What does InstructOR do?

InstructOR stands for Instruction-based Omnifarious Representations.

‘Omnifarious’ refers to its ability to handle diverse varieties and forms

Let’s break it down and see how it works.

  • The model’s embeddings are the way it represents a document.
  • The model is given instructions/descriptions of the task the embeddings will be used for, along with the document that it should embed.
  • Since a single document can be represented uniquely for each task (instruction) that is provided, it means that we can solve a large variety of tasks.

Ultimately, InstructOR is capable of generating task-specific embeddings for a given document.

Image by authors of the paper: https://arxiv.org/pdf/2212.09741.pdf

Why SparkNLP?

Spark NLP built by John Snow Labs, a leading NLP tool, supports over 100 languages. It has models that excels in tasks such as NER, POS, Tokenization, and Sentence Similarity, along with advanced functionalities like relation extraction, Assertion Status, De-identification, etc.. Offering user-friendly, scalable, state-of-the-art technology. The entire list of models can be found here.
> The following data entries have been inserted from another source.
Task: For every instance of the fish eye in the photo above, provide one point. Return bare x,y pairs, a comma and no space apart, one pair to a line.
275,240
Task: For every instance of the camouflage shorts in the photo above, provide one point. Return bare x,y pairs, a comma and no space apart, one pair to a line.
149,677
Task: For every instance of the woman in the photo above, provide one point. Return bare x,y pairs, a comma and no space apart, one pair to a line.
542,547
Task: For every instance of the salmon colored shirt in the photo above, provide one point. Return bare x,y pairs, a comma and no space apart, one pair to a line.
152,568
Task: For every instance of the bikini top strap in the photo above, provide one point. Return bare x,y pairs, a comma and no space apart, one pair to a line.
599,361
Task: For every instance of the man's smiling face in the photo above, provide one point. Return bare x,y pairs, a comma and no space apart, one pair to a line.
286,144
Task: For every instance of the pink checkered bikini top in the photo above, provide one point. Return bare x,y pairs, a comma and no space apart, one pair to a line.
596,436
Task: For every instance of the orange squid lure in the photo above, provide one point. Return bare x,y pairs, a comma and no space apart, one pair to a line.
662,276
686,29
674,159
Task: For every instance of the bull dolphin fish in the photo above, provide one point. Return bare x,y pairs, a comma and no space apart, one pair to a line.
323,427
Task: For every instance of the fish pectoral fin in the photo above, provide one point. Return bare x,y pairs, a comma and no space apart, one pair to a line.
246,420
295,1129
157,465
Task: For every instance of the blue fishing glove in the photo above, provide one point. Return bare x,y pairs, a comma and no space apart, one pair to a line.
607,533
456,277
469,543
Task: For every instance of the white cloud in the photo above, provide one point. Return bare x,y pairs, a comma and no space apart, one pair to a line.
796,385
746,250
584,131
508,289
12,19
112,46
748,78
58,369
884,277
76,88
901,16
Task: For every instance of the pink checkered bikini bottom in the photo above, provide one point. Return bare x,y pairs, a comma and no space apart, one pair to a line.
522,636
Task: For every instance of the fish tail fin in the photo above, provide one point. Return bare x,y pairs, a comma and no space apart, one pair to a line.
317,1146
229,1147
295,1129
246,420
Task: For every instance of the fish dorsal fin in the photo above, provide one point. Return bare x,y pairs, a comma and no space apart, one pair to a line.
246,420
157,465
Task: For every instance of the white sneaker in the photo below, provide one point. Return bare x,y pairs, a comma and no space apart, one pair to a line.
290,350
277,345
Now lets get into training the model

Admittedly, not everyone has access to high-end machines for training NLP models. For this reason, I opted for a cloud-hosted service. While there are numerous providers, each with their own advantages and drawbacks, I chose Colab for this project. The decision was influenced by the manageable size of my data and Colab’s user-friendly experience, and collaboration capabilities, along with its sufficient computational capabilities for my needs.

Install Spark NLP

I decided to use Python for my code as it’s memory efficient and easy to use, Spark NLP also supports Java and Python and a Scala version of this tutorial can be found at the end.

After installing we can import the required functions.

import sparknlp
from sparknlp.base import *
from sparknlp.annotator import *
from sparknlp.common import *
from pyspark.ml import Pipeline
import pandas as pd

spark = sparknlp.start()

Load Data

The next step is to load the actual data, I have divided it into train and test splits and uploaded it to GitHub for ease of access.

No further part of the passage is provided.